Spark.py regarding suicide_rates stats, sparkstreaming.py for the IMBD_INDIA and SparkStreamingCO2 for co2 Emission
submit each file to spark while uncommenting the lines to see the various changes if needed.
Second part : consists of getting the csv data from a kafka producer then streaming the data live while applying queries utilizing spark streaming.
KAFKA PRODUCER -----> SPARK STREAMING (using SCALA) ------>GETTING THE DATAFRAME TO THE CONSOLE (we could even send it to a database and treat the whole process as a data pipeline)
Java 8(jdk 1.8), Apache spark 2.4.7, Hadoop for windows; Apache ZooKeeper, Apache Kafka, Python 3.8, and sbt 2.13.4 (Scala)
Installing the core needs for kafka can be achieved following this guide : https://dzone.com/articles/running-apache-kafka-on-windows-os .
After successfully running the producer for kafka run the script SucideProducer.py using "python SucideProducer.py" it will emit all the entries in the csv file to the kafka server.

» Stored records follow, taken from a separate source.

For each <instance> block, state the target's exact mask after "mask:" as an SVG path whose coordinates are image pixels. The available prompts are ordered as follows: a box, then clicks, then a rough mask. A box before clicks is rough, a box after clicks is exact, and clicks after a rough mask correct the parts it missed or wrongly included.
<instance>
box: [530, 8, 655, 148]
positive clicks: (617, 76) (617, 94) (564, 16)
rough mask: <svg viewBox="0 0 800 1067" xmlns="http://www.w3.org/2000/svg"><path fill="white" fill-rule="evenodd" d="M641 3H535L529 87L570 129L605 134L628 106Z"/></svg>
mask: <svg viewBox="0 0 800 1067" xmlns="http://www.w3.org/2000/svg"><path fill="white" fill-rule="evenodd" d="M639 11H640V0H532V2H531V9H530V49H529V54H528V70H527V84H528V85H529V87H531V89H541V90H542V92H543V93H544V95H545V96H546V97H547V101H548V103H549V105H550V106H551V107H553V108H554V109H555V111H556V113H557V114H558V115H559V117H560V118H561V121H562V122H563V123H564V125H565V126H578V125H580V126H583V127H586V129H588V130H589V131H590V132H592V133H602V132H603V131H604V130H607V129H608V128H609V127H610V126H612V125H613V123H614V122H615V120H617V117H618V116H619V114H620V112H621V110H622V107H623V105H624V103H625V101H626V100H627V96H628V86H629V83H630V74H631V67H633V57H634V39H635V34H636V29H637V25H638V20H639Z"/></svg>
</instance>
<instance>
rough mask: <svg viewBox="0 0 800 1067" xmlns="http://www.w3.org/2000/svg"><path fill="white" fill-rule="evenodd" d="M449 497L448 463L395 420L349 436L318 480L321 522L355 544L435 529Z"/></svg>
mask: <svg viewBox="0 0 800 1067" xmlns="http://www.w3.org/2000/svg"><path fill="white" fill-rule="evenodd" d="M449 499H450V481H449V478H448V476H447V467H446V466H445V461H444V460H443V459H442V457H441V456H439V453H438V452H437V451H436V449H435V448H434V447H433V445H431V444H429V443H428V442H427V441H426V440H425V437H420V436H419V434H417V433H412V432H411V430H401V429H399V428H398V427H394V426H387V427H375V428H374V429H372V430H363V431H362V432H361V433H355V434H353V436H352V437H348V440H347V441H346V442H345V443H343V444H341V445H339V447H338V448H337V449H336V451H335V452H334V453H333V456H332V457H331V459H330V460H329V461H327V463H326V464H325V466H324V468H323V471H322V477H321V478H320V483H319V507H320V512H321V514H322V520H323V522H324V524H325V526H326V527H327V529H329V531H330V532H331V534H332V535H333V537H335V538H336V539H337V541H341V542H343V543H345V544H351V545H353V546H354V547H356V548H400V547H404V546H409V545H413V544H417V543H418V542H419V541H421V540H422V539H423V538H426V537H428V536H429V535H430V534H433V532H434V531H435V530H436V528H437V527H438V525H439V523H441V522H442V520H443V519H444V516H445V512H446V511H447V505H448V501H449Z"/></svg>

then cd to StreamHandler where the scala project is located and use the command:
spark-submit --class "streamHandler" --master local[*] --packages "org.apache.spark:spark-sql-kafka-0-10_2.11:2.4.7" target/scala-2.12/stream-handler_2.12-1.0.jar
*** this command contains the version of spark which has to be 2.4.7 or lower (not 2.2) or 3.0.1 as the project isn’t compatible with the newest some of the process went deprecated
Make sure everything is in place if the jar was not found in the target folder, while you in the StreamHandler folder use the command : sbt package to build the jar make sure everything is structured as it is DO NOT CHANGE FOLDERS OR PLACEMENT.
Each time you need to build the project using the sbt package command as running all the queries is resource consuming because the data is being streamed and altered real time.
no requirement needed apart from spark 3.0.1.
you will find the algorithms respectively in :
sparkML.py : using suicide_rates stats DATAFRAME SparkML folder isnide SparkML.py : regarding IMBD_INDIA DF SparkML_CO2.py : usiing CO2_Emissions data
indepth description will be found inside the files.